Carlo D’Amore plays himself, his mother, members of his family and assorted other characters in his one-man show No Parole at The Marsh in San Francisco. Photo by Rudy Meyers
It’s a laugh sentence in D’Amore’s arresting `No Parole’
Decked out in his glittery, color-splattered Ed Hardy shirt, Carlo D’Amore is a little like animation come to life in his energetic solo show No Parole now at The Marsh in San Francisco. And that’s a good thing when you need to command a stage for 80 minutes or so.
D’Amore has no problem endearing himself to his audience. He bounces around the stage, switches characters with instant flair and tells a humor-laced story that ends up being quite moving.
The topic, not surprisingly, is family. We’ve all got one and we’ve all got the related issues.
But hand it to D’Amore – his issues are on a grand, international, even criminal scale.
If “No Parole” weren’t so darned entertaining and if D’Amore weren’t so charming, his life story could be downright depressing.
Born in Peru to a Peruvian mother and an Italian father, D’Amore grew up in the shadow of his eccentric, attention-starved mother who had a talent for con-artistry. Clearly the acting gene runs in the D’Amore family, and while Carlo has channeled his into the more legit forms of stage and screen, his mother, whose name varied depending on the con – Angelica, Tina, Gina, Coco – invested hers in scheming, manipulating and money making.
The family headed north to the U.S. , entered illegally (acting was involved) and once settled, Mama D’Amore really went to town on the scams.

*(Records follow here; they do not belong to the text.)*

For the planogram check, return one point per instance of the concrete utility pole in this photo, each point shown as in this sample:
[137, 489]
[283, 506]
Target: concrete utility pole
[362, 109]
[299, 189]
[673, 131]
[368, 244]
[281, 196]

For a while she was even a highly successful immigration attorney who scored green cards for hundreds of migrant workers.

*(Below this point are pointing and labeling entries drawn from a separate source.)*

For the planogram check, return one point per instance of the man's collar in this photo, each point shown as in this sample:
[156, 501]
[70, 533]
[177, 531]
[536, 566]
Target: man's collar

She was, not, however, flawless in her approach and ended up in prison. Once out, she resumed her schemes, and as angry victims and the law began closing in on her, she suffered a debilitating stroke and ended up living with her son in his illegally sublet studio in New York’s Lower East Side.
This is the meat of D’Amore’s show, his coming to terms with the mother he loves – “To me, my mother is the best mother in the world,” he says – while taking care of her and foiling more of her scams.
Early parts of the show, detailing a tumultuous childhood, come across as comic reflections, but the show, directed by Margarett Perry, really gains traction when it becomes an outright drama and D’Amore finds himself making bold, serious choices in the way he deals with this woman, his mother, who has some sort of pathological need to lie, manipulate and scam.
Throughout the show, he offers life lessons his mother imparted to him such as “People believe what you make them believe.” But in the more dramatic portion of the evening, the lesson “Hurt those who hurt you” takes on some significant emotional weight.
There’s a lot of pain masked by humor in No Parole, and it might make for a more potent show if D’Amore trusted his dramatic power a little more and didn’t try so hard to make this reminiscence quite so palatable for his audience. He’s such a likeable guy we’d go pretty much anywhere with him.
It’s the darkness more than the light that lingers after No Parole concludes, although D’Amore’s optimism and resilience resonates. How did he survive his family with a sense of humor and a sense of self intact?
“Hopefully you learn to forgive them as much as you can.”